WRF-CMAQ v5.3.2 Compiler Test
Following the directions available on
https://github.com/kmfoley/CMAQ/blob/v532_20200702/DOCS/Users_Guide/Tutorials/CMAQ_UG_tutorial_WRF-CMAQ_build_gcc.md
Made some modifications to the tutorial. They are located under.
https://github.com/lizadams/CMAQ/blob/patch-3/DOCS/Users_Guide/Tutorials/CMAQ_UG_tutorial_WRF-CMAQ_build_gcc.md
or
https://github.com/lizadams/CMAQ/blob/master/DOCS/Users_Guide/Tutorials/CMAQ_UG_tutorial_WRF-CMAQ_build_gcc.md
I will combine and submit a pull request to Kristen when the edits are complete.

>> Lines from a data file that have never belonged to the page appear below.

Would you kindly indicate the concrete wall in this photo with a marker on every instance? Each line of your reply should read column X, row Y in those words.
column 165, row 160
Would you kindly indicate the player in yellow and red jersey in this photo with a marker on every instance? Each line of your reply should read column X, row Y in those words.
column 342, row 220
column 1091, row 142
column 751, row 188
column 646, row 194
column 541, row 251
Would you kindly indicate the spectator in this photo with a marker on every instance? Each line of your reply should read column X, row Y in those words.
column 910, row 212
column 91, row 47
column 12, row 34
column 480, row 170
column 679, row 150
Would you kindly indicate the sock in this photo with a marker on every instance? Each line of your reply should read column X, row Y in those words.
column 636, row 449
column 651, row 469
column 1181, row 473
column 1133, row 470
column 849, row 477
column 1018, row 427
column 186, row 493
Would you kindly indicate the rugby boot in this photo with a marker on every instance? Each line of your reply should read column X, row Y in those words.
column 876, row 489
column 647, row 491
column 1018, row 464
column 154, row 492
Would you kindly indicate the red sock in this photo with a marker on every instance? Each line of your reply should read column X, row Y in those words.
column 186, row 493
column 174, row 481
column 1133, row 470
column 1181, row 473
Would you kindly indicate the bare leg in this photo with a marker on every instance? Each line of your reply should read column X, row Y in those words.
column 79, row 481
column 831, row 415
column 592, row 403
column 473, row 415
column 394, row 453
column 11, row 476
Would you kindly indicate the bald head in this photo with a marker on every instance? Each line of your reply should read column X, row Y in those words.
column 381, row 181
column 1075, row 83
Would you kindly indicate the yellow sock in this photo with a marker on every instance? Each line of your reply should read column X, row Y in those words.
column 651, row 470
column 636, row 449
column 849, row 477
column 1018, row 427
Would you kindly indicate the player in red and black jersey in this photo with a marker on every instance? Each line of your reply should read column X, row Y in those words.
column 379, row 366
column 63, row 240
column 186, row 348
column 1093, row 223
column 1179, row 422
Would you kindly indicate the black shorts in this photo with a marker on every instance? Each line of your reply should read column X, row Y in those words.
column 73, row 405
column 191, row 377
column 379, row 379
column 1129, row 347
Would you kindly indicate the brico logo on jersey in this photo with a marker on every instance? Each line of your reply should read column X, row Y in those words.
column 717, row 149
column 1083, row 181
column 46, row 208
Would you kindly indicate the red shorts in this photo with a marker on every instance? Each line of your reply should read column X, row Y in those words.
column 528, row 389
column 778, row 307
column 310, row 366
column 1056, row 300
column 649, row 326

I was able to get the debug version to run without a floating point error by changing
Debug Flag in configure.wrf using the following
FCOPTIM = -O0
FCDEBUG = -g $(FCNOOPT)
Modifying FCOPTIM in this way, means that I don't need to edit the Makefile.twoway in the cmaq code.
When I used the following debug flags the floating point error stopped the run as before (almost before it got started)
- -ggdb -fbacktrace -fcheck=bounds,do,mem,pointer -ffpe-trap=invalid,zero,overflow
The Optimized version of WRF-CMAQv5.3.2 does not match the debug version. I ran WRFv4.1.1-CMAQv5.3.2 with the following option
setenv RUN_CMAQ_DRIVER F # [F]
This confirmed that the WRF output does not change using the optimized -O2 option of WRF.
FCOPTIM = -O2 -ftree-vectorize -funroll-loops
Optimized Flag in configure.wrf
FCOPTIM = -O2 -ftree-vectorize -funroll-loops
The plots are available here:
The debug version matches Fahim's results for the no-feedback case.
Click on the following link and then click submit. You should be able to scroll thru the variables.
https://dataviewer-dept-cempd.cloudapps.unc.edu/index.cfm?back_address=/WRFv4.1.1-CMAQv5.3.2/fahim_debug_16pe_nf/plots/compiler_sens/base_nf/layer1_only
The debug 16 pe version matches Fahim's results for the short-wave feedback case. (#pe dependent)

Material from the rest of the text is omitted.